Let me give another example. The code is:
from scipy import stats
import numpy as np
import matplotlib.pyplot as plt
import pymc3 as pm
import theano.tensor as tt
#Parameters to set
N = 1000
mu_x = 2
variance_x = 5
mu_y = 5
variance_y = 9
mu_actual = np.array([mu_x, mu_y])
sigma_actual = np.array([[variance_x, 4], [4, variance_y]])
z = np.random.multivariate_normal(mu_actual, sigma_actual, size=N)
print(z)
print(z.shape)
with pm.Model() as model:
# sd_dist = pm.HalfCauchy.dist(beta=2.5)
packed_L = pm.LKJCholeskyCov('packed_L', n=2, eta=2.,
sd_dist=pm.HalfCauchy.dist(beta=2.5))
L = pm.expand_packed_triangular(2, packed_L)
sigma_may = pm.Deterministic('sigma_may', L.dot(L.T))
alpha = pm.Normal('alpha', mu=0, sd=10, shape=2, testval=z.mean(axis=0))
vals = pm.MvNormal('vals', mu=alpha, chol=L, observed=z)
print(model.check_test_point())
with model:
trace = pm.sample()
print(pm.summary(trace))
pm.traceplot(trace, varnames=['alpha'])
plt.tight_layout()
plt.show()
With the above code, it runs with my current environment, no problem here. As you can see, it is almost the same code. Why does this work? No idea. Although I have to say that the code doesn’t run in my virtual environment (conda, python 3.7.3, pymc3
3.7 and theano
1.0.4).
There is another problem, and for that let’s take the first example.

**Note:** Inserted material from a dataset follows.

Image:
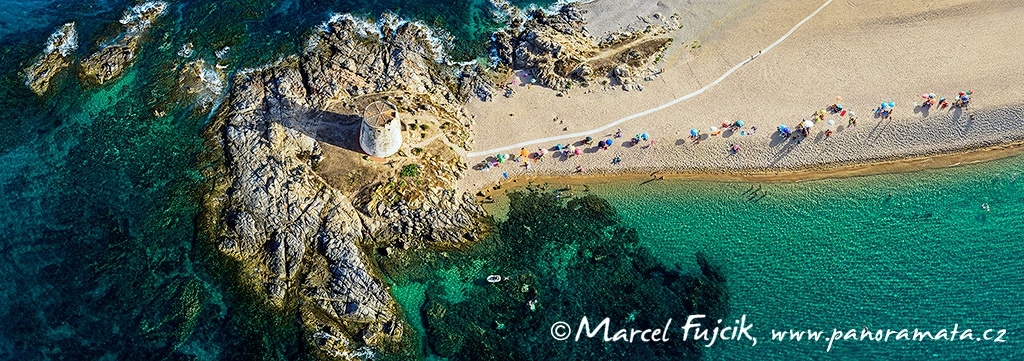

If I use scipy
v. 1.2.0, it takes ten seconds:
Sampling 4 chains: 100%|████████████████████████████████████| 4000/4000 [00:12<00:00, 320.54draws/s]
If I use scipy
v. 1.2.1, it takes approximately one minute:
Sampling 4 chains: 100%|█████████████████████████████████████| 4000/4000 [01:12<00:00, 55.55draws/s]
And with scipy
v. 1.3.0, it takes one minute:
Sampling 4 chains: 100%|█████████████████████████████████████| 4000/4000 [01:04<00:00, 61.66draws/s]
All of this was done with virtualenv, python 3.6.6, numpy
1.16.4, pymc3
3.7 and theano
1.0.4. I don’t know if I should open an issue in Github or the behavior is normal.